On August 23, the following telegram was received from the American Minister at The Hague:

Please publish immediately in English papers that Germany requires all letters to private persons via Hague Legation to be written in German and unsealed.

This request was not complied with because it seemed to suggest that letters sent by persons in England to persons in Germany could have safe passage through the American Legation to the German Legation at The Hague; and unless this was strictly limited to correspondence between American citizens, it would have been regarded as inconsistent with our neutrality rights and obligations.

Moreover, on inquiry, I ascertained that it would not be agreeable to the British Government to have this Embassy use government pouches or other means of despatch for private correspondence with any enemy of Great Britain.

Subsequently, and without consulting me, the following announcement was inserted in the American Bulletin, published here daily in the aid of the American relief work:


Letters for Germany and Austria which are handed to travelers going to either of these countries, or which are sent from England under cover to our consular representatives for forwarding to destination, must be written in [Page 537] German and left unsealed. It is hardly necessary to add that it is useless to put English stamps on the envelopes, and that any and all reference to the war and to political matters in general should be most carefully avoided.

Letters conforming to the above conditions may be posted, under cover, at sender’s risk, to the American Legation at The Hague, Holland, for forwarding both to Germany and Austria.

This announcement has since been discontinued at my request, but undoubtedly the suggestion therein that letters for Germany and Austria could be sent from England “under cover to our consular representatives for forwarding to destination” came to the attention of the censor. It is only fair to state that this announcement was intended to apply only to communications between American citizens.

The British Government does not countenance the forwarding of mail through this Embassy, even to British subjects in Germany, as appears from the following official announcement issued by the Foreign Office:

The Secretary of State for Foreign Affairs desires to inform the public that letters addressed to British subjects in Germany cannot be sent by post through the medium of the Foreign Office or through the United States Embassy in London. Postal or telegraphic communication with British subjects in Germany has absolutely ceased.

Under these circumstances, I do not feel called upon to make any representations to the British Government on the action of the censor in opening the American consular mail, unless specifically directed to do so by the Department.

I have [etc.]

Walter Hines Page

[Enclosure 1]

The Minister in the Netherlands (Van Dyke) to the Ambassador in Great Britain (Page)
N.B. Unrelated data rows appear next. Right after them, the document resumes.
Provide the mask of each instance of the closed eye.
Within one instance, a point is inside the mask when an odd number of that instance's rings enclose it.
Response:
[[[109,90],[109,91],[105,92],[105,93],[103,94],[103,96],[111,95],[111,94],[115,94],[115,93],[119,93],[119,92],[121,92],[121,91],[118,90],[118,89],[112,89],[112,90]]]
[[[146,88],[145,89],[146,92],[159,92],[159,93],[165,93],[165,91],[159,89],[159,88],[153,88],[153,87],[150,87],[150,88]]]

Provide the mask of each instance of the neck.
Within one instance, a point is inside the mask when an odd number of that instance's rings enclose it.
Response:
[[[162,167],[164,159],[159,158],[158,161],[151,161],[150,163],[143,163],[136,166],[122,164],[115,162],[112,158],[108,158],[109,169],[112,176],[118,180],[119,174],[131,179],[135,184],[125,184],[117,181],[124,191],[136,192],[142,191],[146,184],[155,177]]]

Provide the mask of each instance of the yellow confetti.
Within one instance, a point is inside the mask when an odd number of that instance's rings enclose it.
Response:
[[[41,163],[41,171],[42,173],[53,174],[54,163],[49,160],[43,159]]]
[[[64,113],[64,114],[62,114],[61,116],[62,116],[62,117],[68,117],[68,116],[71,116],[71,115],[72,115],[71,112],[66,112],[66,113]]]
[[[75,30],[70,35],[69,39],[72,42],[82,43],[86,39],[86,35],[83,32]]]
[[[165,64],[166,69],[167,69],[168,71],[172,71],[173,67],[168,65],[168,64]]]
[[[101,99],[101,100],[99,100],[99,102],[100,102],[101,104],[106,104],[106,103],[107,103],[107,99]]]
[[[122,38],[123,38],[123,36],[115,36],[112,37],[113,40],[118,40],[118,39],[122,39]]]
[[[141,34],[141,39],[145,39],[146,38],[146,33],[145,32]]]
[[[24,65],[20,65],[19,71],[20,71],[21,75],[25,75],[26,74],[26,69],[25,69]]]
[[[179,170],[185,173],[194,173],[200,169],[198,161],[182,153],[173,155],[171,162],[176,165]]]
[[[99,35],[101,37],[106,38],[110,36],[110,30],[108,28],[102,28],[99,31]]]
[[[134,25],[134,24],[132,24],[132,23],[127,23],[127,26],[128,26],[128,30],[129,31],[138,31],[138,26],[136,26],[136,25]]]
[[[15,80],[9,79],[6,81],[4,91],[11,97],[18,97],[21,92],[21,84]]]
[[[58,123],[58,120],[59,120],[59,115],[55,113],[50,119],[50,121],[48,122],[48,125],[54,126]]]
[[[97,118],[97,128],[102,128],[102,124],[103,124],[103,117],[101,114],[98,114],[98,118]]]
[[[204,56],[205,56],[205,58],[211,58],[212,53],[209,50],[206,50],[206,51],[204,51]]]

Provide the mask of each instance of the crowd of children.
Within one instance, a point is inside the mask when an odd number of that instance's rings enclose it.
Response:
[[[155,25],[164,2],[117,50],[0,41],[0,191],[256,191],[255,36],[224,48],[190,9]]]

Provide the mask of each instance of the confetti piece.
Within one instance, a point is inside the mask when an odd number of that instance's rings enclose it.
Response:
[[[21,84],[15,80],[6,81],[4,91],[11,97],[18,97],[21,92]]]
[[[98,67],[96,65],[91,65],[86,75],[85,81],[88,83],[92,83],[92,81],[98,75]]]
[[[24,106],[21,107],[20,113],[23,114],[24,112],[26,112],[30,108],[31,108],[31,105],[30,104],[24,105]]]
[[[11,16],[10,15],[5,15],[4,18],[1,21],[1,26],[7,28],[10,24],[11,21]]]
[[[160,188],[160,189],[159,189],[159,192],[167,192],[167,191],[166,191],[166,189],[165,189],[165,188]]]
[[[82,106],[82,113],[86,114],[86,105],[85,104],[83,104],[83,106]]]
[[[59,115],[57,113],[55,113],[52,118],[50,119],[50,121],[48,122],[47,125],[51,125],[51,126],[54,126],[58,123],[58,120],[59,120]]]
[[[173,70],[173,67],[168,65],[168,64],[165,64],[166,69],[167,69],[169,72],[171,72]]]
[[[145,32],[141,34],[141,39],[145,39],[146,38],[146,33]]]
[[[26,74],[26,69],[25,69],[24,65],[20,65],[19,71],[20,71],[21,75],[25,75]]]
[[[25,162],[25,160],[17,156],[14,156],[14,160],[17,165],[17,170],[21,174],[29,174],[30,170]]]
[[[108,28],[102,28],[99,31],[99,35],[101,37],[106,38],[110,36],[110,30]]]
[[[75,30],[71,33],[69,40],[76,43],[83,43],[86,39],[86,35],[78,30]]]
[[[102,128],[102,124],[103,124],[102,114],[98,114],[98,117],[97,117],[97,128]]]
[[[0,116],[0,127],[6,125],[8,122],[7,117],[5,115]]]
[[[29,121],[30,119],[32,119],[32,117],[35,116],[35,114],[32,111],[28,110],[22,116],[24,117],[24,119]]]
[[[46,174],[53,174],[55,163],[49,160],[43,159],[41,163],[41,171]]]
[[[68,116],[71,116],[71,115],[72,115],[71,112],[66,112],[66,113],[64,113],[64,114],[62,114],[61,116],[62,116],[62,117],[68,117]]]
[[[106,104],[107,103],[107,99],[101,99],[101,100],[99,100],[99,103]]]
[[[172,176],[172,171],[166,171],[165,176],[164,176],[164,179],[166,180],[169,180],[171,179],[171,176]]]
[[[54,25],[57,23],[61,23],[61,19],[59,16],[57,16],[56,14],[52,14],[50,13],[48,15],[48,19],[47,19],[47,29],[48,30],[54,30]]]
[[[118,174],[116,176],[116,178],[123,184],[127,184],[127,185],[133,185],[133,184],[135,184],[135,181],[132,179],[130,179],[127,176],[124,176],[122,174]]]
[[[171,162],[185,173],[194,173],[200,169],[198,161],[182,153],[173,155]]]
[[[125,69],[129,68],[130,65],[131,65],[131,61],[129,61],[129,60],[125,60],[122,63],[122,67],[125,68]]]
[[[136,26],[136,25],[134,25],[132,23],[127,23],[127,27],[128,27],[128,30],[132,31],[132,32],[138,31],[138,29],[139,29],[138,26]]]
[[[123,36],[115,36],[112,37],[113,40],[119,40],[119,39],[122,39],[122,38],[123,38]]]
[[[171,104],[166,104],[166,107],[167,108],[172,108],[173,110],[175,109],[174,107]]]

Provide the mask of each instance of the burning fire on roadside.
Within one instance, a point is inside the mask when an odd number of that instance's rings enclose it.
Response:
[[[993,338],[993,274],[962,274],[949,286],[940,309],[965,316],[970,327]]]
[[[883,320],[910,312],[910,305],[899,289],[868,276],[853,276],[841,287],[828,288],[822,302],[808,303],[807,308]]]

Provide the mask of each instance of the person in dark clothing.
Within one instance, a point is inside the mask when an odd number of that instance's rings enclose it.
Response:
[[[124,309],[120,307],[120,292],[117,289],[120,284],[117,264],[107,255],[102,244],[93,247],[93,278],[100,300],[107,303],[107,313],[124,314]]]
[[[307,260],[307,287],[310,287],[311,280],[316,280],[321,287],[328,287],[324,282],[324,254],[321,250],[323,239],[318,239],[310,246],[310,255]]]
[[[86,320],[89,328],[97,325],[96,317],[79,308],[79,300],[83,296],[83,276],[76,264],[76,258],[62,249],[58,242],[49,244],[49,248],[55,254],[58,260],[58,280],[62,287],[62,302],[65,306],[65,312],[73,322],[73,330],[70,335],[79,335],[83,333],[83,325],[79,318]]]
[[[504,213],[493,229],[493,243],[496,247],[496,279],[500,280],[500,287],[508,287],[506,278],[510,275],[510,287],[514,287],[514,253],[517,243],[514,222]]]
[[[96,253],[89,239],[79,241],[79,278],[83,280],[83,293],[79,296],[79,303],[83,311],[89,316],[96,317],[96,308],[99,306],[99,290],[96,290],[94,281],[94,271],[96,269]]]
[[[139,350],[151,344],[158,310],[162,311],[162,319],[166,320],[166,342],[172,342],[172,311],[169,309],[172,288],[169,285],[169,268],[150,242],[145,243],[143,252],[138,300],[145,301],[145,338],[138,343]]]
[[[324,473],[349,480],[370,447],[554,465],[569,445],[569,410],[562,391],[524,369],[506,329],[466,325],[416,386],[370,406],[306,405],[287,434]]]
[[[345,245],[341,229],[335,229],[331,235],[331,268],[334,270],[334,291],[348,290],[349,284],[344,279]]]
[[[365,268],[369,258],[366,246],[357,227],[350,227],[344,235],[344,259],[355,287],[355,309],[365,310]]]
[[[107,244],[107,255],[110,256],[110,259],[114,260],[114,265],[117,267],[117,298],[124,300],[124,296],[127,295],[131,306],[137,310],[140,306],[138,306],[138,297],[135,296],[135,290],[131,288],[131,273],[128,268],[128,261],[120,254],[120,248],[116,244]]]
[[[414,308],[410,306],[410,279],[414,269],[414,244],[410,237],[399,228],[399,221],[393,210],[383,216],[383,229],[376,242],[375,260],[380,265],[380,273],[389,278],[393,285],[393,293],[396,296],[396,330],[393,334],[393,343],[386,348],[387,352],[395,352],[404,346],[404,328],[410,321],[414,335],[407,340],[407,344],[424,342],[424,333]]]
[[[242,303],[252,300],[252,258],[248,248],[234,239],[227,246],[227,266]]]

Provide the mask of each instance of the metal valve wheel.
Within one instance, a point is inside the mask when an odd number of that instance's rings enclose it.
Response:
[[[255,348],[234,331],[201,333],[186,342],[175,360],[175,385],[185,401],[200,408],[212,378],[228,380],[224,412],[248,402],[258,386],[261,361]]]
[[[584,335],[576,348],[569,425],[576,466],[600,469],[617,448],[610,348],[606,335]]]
My dear Colleague: I regret that I am obliged to ask you to call the attention of the British authorities once more to the practice of opening and censoring communications between officers of the United States as shown by the enclosed envelopes. That this should occur once can be understood, but as the number of official communications which have been opened seems to be multiplying I feel obliged to record the matter.

I remain [etc.]

Henry Van Dyke

[Enclosure 2]

The Consul at Sheffield (Savage) to the Ambassador in Great Britain (Page)

Excellency: I have the honor to inform you that my mail this morning contained an official communication from the American Consul General at Rotterdam, and also an official communication from the Minister at The Hague. Herewith I enclose the envelopes in which these communications came, and I wish to call your attention to the fact that the envelope from the Consulate General at Rotterdam had been opened by the censor, as you [Page 538] will see by the paster attached, and that the other communication, although having nothing on the envelope to indicate its official character, was delivered to me uncensored.